I didnt give into temptation last night. I spoke to my brother who always makes me laugh. Im going to treat today as if I am on the beginning of cold turkey, take it easy. drink lots of water, remain positive and eat good foods. I'll head out to see the horses today, we have 11 out there now so that will keep us occupied for a while. If I feel up to it, I might just go for a ride!
Do you work for a pharmaceutical company or something? lol.. this stuff is Dangerious and only know are Dr's really discovery the real addictions associated with it and the problems coming off it. I think it's fair to say that alot of people are having trouble, hence the reason for this forum. You are lucky if you didnt have any problems.
My partners dr told him that taking 50mg a day wouldnt cause any problems and he could go about living life normally without any effects. It's the higher dosages that are dangerous.
I'm in the process of quitting Tramadol for the second time. The first time I had a hard time after only taking two 50 mg. tabs a day for back pain. I started having bad abdominal pain so I quit. My system is all screwed up from 4 years of digestive problems so I didn't need the added pain. After I quit my pain was worse than it was before I started taking it. My new doctor convinced me that taking the orally desolving Tramadol would solve the problem of having the abdominal pains. I started taking the 2 50 mg. a day, on my way to taking a max of 4 a day, and it seemed to be fine at first but then the abdominal pain started getting worse again. It's been a about 6 weeks now and the little help it was giving me for my back is not worth the pain in the gut. Since my system to so sensitive I have to come off slowly and I know the pain will be worse again. Has anyone else had a problem with the abdominal pain while taking it?

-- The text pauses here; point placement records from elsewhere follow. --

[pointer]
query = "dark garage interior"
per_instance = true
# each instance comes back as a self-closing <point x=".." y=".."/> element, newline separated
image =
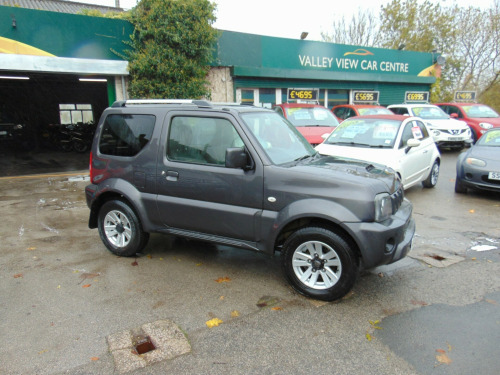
<point x="31" y="110"/>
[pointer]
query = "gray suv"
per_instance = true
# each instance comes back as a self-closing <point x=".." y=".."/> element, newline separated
<point x="244" y="177"/>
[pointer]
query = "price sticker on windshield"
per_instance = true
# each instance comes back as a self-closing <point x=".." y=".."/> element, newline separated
<point x="465" y="96"/>
<point x="365" y="97"/>
<point x="417" y="96"/>
<point x="303" y="94"/>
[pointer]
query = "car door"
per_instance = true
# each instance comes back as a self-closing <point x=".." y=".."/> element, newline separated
<point x="196" y="192"/>
<point x="417" y="161"/>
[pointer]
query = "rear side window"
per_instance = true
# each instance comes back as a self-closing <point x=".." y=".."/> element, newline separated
<point x="126" y="135"/>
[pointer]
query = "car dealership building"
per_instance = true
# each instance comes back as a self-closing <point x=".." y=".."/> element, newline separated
<point x="51" y="57"/>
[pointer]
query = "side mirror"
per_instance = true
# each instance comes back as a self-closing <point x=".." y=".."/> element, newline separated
<point x="412" y="142"/>
<point x="236" y="157"/>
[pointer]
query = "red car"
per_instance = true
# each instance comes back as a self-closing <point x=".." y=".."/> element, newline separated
<point x="311" y="120"/>
<point x="344" y="111"/>
<point x="479" y="117"/>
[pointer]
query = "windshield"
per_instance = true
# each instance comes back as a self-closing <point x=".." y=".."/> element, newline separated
<point x="311" y="116"/>
<point x="380" y="133"/>
<point x="430" y="113"/>
<point x="490" y="139"/>
<point x="479" y="111"/>
<point x="375" y="111"/>
<point x="279" y="139"/>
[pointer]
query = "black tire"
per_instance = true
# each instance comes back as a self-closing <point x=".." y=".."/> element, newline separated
<point x="80" y="146"/>
<point x="120" y="229"/>
<point x="460" y="188"/>
<point x="326" y="262"/>
<point x="431" y="180"/>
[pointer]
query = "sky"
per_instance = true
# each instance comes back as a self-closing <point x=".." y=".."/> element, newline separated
<point x="289" y="18"/>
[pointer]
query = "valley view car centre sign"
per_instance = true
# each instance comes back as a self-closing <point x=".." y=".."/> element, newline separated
<point x="262" y="56"/>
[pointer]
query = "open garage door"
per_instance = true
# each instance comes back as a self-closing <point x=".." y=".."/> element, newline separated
<point x="34" y="110"/>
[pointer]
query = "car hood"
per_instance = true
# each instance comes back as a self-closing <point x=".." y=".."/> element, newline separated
<point x="491" y="154"/>
<point x="446" y="124"/>
<point x="313" y="133"/>
<point x="349" y="170"/>
<point x="371" y="155"/>
<point x="495" y="121"/>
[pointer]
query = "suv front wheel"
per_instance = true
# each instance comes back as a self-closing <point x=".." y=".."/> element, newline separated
<point x="319" y="263"/>
<point x="120" y="229"/>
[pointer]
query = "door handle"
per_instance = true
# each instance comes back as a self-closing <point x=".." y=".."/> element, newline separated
<point x="171" y="175"/>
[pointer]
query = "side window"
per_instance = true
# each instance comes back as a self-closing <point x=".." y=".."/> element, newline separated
<point x="407" y="134"/>
<point x="413" y="129"/>
<point x="126" y="135"/>
<point x="201" y="140"/>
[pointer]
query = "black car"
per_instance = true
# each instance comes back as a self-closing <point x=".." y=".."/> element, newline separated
<point x="479" y="167"/>
<point x="244" y="177"/>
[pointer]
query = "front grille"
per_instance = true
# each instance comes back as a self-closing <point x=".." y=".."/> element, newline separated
<point x="485" y="178"/>
<point x="397" y="199"/>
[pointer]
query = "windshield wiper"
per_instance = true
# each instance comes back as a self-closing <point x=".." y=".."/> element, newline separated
<point x="351" y="144"/>
<point x="306" y="157"/>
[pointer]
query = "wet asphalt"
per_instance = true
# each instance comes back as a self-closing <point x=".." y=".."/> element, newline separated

Hi Veejane, a month is not long in recovery. I have been off them just under 6 months and because I suffer from long term mild depression (Dysthymia) a drug like tramadol will always be attractive to me. Tramadol is more than just a pain killer it also acts on Serotonin and other mood lifting chemicals in the brain similar to an SSRI anti-depressant. I was addicted to them for 14 years but if I could take just one 50mg capsule in the morning and that would be it I would quite willingly stay on them for the rest of my life, but with me I would go from 2 to 10 caps in three weeks and need 4 just to get out of bed. I still suffer from mild depression but I am not going back on Tramadol to treat it, I am going to try an SSRI and exercise. Tramadol is too much of a quick fix and that’s what makes them so dangerous, but they will ruin your like in the long run and you will become enslaved by them. Please give yourself more time and get counselling if you feel you need it.
hI guest I havn't had the gut pain you mention, that is not to say you can't get gut pain from takeing Tramadol i simply dont know, are you sure there isnt something else going on here.